I nodded. “Many notes.”
“And you hit all of them accurately. Good pedal and good discipline. I like how you hit the notes.”
I was dangling on his string, a little puppet.
“Thousands of notes, I suppose,” he said, staring at my forehead, which was beginning to get damp, “and you hit all of them. You only forgot one thing.”
“What?”
“The passion!” he roared. “You forgot the passion! You always forget it! Where is it? Did you leave it at home? You never bring it with you! Never! I listen to you and think of a robot playing! A smart robot, but a robot! No passion! Never ever ever!” He stopped shouting long enough to sneeze. “You should buy a house. You know why?”
“Why?”
“Because the only way you will ever praise God is with a family, that’s why! Not with this piano! You are a fine student,” he wound up, “but you make me sick! Why do you make me sick?”
He waited for me to answer.
“Why do you make me sick?” he shouted. “Answer me!”
“How can I possibly answer you?”
“By articulating words in English! Be courageous! Offer a suggestion! Why do you make me sick?”
I waited for a minute, the longest minute of my life. “Passion,” I said at last. “You said there wasn’t enough passion. I thought there was. Perhaps not.”
He nodded. “No. You are right. No passion. A corruption of music itself. Your playing is gentle, too much good taste. To play the piano like a genius, you must have a bit of the fanatic. Just a bit. But it is essential. You have stubbornness and talent but no fanaticism. You don’t have the salt on the rice. Without salt, the rice is inedible, no matter what its quality otherwise.” He stood up. “I tell you this because sooner or later someone else will. You will have a life of disappointments if you stay in music. You may find a teacher who likes you. Good, good. But you will never be taken up! Never! You should buy a house, young man. With a beautiful view. Move to it. Don’t stay here. You are close to success, but it is the difference between leaping the chasm and falling into it, one inch short. You are an inch short. You could come back for more lessons. You could graduate from here. But if you are truly intelligent, you will say good-bye. Good-bye.” He looked down at the floor and did not offer me his hand.
I stood up and walked out of the room.
Becalmed, I drifted up and down the hallways of the building for half an hour. Then a friend of mine, a student of conducting from Bolivia, a Marxist named Juan Valparaiso, approached and, ignoring my shallow breathing and cold sweat, started talking at once.
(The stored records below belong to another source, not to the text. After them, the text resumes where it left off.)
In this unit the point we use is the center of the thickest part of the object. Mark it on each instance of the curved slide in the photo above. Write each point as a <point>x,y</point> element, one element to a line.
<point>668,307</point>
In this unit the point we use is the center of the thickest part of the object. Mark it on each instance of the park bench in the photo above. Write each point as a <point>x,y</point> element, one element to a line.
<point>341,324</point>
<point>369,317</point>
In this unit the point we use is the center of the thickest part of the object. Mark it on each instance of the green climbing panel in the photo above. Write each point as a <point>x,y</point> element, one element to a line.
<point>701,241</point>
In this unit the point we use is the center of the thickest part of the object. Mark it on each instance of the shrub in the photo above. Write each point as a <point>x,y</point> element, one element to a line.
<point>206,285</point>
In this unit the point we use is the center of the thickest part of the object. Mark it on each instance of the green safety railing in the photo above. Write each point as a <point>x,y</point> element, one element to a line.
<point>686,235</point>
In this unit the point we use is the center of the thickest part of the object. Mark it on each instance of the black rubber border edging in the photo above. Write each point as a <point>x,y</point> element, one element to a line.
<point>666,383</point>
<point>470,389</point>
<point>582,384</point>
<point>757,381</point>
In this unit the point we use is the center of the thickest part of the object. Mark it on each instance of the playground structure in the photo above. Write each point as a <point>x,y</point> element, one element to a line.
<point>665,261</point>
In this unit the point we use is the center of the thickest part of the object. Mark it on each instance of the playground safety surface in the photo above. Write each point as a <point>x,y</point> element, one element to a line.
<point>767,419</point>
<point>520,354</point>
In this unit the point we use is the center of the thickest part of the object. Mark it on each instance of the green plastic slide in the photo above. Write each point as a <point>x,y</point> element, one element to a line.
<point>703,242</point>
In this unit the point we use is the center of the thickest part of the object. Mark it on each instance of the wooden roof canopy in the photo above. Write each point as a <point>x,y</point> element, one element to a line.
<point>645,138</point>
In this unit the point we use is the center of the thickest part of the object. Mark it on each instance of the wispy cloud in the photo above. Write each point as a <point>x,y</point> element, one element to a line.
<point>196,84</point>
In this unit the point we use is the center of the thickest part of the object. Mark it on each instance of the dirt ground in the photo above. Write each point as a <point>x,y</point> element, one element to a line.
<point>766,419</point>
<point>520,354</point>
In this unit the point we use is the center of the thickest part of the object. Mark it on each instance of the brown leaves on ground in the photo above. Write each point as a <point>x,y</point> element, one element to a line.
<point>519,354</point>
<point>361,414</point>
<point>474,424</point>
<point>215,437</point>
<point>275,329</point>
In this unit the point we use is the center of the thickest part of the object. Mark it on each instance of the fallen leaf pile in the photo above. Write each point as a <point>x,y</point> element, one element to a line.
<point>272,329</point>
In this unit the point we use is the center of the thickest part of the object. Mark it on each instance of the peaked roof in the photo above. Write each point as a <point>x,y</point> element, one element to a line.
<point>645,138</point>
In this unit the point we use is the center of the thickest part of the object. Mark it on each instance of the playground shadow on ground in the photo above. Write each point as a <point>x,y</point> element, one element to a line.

“Terrible, furious day!” he said.
“Yes.”
“I am conducting Benvenuto Cellini overture this morning! All is going well until difficult flute entry. I instruct, with force, flutists. Soon all woodwinds are ignoring me.” He raised his eyebrows and stroked his huge gaucho mustache. “Always! Always there are fascists in the woodwinds!”
“Fascists everywhere,” I said.
“Horns bad, woodwinds worse. Demands of breath make for insanes. Pedro,” he said, “you are appearing irresoluted. Sick?”
“Yes.” I nodded. “Sick. I just came from Stecker. My playing makes him sick.”
“He said that? That you are making him sick?”
“That’s right. I play like a robot, he says.”
“What will you do?” Juan asked me. “Kill him?”
“No.” And then I knew. “I’m leaving the school.”
“What? Is impossible!” Tears leaped instantly into Juan’s eyes.